Arya's Blog

Tuesday, October 28, 2008

I was reading this. So Google agreed to pay the writers guild. Why?
I have in the past used google books to search for which book I really need from the library.
I have looked up the contents and decided whether this book is the one that I need or not.
It has sometimes saved me a trip to the library, and at other times it has helped me find the exact book that I need.

How grand it would be if the "sum of all human knowledge" were searchable. I am not saying make it all free. I am saying that make it so that one may at least know that it exists. Google has in every step of its evolution worked to wards that goal.

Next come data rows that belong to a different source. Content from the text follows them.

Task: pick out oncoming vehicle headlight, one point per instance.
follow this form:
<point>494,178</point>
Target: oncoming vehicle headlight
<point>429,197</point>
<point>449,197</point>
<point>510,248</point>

I hope that the money being paid by Google to publicize books for the authors is peanuts to what they can make elsewhere. But I, being almost dependent on Google for everything from email to my graduate research literature search, can't feel anything but sad when something like this happens.

Monday, October 06, 2008

Tata

I was reading this. It is sad and at the same time I feel a kind of "serves them right" feeling.
I personally was aghast when I heard that Tata wanted to come to Bengal. I asked "why?". Is there no place in Maharashtra or MP? Why does Tata want to run backward? Why come to a backward state where there is no change of government for years, where there is no infrastructure, where the people are lazy and apathetic and fundamentally opposed to progress. Stick to the industrilized states, the states that actually worship lakshmi by being industrious and hard working.

I am a Bengali, but in the end I hate the Bengali way of life. The stick it to the man attitude has gone so far that they have stuck it to themselves. I was surprised in fact by the Software companies that have chosen to stay in Bengal in places like Salt Lake. I think they have survived because they are less dependent on the so called 4th class staff - the cleark grade. These industires are infact dependent on the intellectual class which Bengal has a good supply of. They used to go out to the Bangalores and the Mumbais, but now they can stay at home and enjoy high paying jobs and continue to eat misti doi.

As for the blue collar workers - and there are very few really skilled kind left any more, the exodus of industry seems permanent. And after this its unlikely that anyone will ever come back.